The aim of the present experiment was to investigate whether an aesthetic evaluation of visual artworks is possible under conditions when perceptual mechanisms are enforced, at the expense of cognitive mechanisms (see “Introduction” section). We pursued this aim by using short exposure times and comparing abstract drawings with artistic intent and their shuffled counterparts without artistic intent, thereby largely eliminating differences between the images in depicted content or cultural context, which may have led to differences in cognitive evaluation. With our between-subjects design, we obtained rating scores that were stable at long and short exposure times, down to 50 ms exposure time. We thus conclude that aesthetic judgments based on the perceptual processing of artworks are possible, even if cognitive processing is effectively minimized. Rating scores were most consistent for the two terms that reflect structural properties of the images (ordered and harmonious; Tables 3 and 4). For interesting, rating scores were also consistent but only for a comparison of the rapid display (50 ms and 200 ms) and 3,000 ms exposure time.
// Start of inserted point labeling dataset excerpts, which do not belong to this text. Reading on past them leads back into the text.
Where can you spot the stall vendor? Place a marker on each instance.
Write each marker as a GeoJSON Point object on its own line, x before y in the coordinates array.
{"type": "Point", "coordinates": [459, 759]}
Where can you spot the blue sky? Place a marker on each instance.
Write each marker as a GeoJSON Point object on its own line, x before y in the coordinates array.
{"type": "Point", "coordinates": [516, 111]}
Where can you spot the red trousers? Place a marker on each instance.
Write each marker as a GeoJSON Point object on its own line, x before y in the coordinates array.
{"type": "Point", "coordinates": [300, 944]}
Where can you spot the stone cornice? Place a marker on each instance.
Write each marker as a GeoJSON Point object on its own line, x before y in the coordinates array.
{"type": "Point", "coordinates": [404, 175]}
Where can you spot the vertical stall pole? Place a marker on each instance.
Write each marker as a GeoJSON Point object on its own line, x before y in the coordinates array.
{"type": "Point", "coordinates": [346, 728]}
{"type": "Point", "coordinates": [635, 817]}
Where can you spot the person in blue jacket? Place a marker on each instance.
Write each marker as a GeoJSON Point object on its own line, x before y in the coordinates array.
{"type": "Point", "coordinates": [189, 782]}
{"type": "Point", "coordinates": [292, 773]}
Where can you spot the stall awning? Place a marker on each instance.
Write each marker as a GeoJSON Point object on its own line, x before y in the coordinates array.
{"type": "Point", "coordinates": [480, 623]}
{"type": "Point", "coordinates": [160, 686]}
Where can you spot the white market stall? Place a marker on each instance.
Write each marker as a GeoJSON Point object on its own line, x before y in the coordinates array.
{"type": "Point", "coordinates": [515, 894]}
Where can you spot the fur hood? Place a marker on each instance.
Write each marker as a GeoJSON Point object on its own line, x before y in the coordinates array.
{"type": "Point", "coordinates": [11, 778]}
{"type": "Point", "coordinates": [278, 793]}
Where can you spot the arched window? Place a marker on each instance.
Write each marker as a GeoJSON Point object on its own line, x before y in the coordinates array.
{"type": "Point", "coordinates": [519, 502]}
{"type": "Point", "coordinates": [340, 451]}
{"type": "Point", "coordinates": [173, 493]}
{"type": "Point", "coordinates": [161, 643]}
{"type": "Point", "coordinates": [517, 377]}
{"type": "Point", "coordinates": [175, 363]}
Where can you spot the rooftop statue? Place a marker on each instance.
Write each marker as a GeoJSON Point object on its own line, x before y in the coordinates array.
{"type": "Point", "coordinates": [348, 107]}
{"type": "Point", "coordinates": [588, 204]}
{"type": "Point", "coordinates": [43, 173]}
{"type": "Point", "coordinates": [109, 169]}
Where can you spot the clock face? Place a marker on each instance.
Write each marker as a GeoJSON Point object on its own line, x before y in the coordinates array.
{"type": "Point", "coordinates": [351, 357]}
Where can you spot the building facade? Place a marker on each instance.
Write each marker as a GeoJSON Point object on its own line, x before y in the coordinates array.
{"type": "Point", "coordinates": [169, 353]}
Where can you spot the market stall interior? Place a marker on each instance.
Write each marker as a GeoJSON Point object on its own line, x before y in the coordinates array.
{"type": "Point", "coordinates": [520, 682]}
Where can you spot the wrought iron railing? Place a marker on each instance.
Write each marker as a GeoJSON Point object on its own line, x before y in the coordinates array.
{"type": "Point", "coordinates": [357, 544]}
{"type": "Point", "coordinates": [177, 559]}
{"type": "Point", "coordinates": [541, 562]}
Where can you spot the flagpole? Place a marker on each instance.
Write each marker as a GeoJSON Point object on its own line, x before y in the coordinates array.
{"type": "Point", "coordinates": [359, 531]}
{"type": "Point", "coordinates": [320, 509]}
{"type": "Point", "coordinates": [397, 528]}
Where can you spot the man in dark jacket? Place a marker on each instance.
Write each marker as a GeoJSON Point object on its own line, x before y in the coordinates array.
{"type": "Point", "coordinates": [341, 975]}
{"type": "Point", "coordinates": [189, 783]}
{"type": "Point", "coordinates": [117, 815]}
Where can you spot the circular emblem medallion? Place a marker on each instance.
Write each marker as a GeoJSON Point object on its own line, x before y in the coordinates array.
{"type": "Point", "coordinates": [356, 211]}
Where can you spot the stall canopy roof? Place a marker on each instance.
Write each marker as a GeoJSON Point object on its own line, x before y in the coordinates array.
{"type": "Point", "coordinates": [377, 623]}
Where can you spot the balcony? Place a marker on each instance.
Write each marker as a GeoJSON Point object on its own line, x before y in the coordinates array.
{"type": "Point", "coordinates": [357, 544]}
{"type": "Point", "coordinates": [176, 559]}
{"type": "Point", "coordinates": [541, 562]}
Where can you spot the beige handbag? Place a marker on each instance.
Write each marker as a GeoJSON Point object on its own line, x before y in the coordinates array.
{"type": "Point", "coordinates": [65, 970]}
Moreover, we did not observe a stable dependency on any SIP for interesting (Tables 1 and 2). Although interesting ratings have also been associated with the structural complexity of an image (Cupchik & Gebotys, 1990), an affective component has been ascribed to this rating term (Berlyne, 1974; Silvia, 2005). This component might be the reason why the interesting ratings show more interindividual variability at short exposure time when compared to the structure-related terms ordered and harmonious. Rating scores were even less stable for pleasing, which mirrors more subjective impressions of the beholder and possibly requires an integration of self-reflective, internal information on personal taste and preferences (Pelowski et al., 2017). In conclusion, as expected, the rating terms that are more clearly associated with image structure (ordered and harmonious) are more stable with brief exposure times than the two terms that also reflect more affective and subjective aspects of aesthetic judgment (interesting and pleasing).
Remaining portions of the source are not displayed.